1.1 Lemmas from Calculus

Lemma A1

(Schütz and Trimper [20], (12) and (13)) The general solution \(\{x_n\}\) to the recursion

$$\begin{aligned} {\left\{ \begin{array}{ll} x_1=f_0, \\ x_{n+1} = f_n+g_n \cdot x_n &{}[n=1,2,\cdots ] \\ \end{array}\right. } \end{aligned}$$

is given by

$$\begin{aligned} x_n = \sum _{\ell =0}^{n-1} f_\ell \cdot \prod _{k=\ell +1}^{n-1} g_k. \end{aligned}$$

Lemma A2

(see e.g.
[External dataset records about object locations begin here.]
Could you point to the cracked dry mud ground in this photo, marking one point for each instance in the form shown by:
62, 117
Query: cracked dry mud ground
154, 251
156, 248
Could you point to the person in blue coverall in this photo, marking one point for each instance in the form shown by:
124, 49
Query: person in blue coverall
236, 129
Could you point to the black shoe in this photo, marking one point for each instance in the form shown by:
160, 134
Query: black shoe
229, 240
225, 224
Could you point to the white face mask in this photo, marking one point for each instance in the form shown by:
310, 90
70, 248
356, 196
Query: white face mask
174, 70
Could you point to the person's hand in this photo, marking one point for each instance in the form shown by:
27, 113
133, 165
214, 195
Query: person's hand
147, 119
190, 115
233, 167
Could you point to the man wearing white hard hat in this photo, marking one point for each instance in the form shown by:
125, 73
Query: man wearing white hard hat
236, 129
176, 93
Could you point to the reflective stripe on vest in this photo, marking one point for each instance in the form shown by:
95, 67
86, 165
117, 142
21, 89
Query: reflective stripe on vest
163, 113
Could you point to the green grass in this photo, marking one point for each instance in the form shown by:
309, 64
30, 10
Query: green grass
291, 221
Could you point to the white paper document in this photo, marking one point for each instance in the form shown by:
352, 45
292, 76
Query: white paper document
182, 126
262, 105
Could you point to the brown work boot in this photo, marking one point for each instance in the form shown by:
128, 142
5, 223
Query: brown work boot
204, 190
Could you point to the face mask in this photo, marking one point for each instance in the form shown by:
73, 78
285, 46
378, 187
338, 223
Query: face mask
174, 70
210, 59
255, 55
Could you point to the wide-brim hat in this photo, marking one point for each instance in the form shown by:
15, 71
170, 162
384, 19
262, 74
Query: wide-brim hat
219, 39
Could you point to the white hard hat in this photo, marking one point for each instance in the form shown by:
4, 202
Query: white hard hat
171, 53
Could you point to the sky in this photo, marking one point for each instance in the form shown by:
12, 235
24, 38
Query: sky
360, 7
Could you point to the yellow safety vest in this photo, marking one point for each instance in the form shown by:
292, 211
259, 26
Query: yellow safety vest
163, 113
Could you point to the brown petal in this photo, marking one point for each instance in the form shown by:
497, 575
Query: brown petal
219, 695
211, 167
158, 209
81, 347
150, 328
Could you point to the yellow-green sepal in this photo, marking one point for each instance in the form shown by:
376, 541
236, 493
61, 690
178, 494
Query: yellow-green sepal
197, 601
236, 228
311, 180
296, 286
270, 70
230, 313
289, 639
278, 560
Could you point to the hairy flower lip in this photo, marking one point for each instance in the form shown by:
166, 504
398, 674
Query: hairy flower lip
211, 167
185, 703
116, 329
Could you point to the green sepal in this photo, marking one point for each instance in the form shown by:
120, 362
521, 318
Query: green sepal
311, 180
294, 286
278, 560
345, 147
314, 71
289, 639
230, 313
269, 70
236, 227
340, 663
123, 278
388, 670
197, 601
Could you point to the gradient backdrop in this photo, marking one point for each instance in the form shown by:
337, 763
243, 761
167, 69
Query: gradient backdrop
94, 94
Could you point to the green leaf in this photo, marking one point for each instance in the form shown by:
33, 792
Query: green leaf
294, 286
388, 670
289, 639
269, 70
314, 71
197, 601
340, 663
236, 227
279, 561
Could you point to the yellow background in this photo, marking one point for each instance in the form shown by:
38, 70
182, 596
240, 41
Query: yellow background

Knopp [18], p.34) If a real sequence \(\{a_n\}\) and a positive sequence \(\{b_n\}\) satisfy

$$\begin{aligned} \lim _{n\rightarrow \infty } \dfrac{a_n}{b_n} = L \in {\mathbb {R}} \cup \{ \pm \infty \},\quad \text{ and }\quad \sum _{n=1}^{\infty } b_n = +\infty , \end{aligned}$$

then

$$\begin{aligned} \lim _{n\rightarrow \infty } \dfrac{\sum _{k=1}^n a_k}{\sum _{k=1}^n b_k} = L. \end{aligned}$$

Lemma A3

Consider a positive real sequence \(\{a_n\}\) which monotonically diverges to \(+\infty \), and another real sequence \(\{b_n\}\).

1. (i)

   (Kronecker’s lemma) If \(\displaystyle \sum _{k=1}^{\infty } \dfrac{b_k}{a_k}\) converges, then \(\displaystyle \lim _{n \rightarrow \infty } \dfrac{1}{a_n}\sum _{k=1}^n b_k =0\).

2. (ii)

   (Heyde [14], Lemma 1 (ii)) If \(\displaystyle \sum _{k=1}^{\infty } a_k b_k\) converges, then\(\displaystyle \lim _{n \rightarrow \infty } a_n\sum _{k=n}^{\infty } b_k =0\).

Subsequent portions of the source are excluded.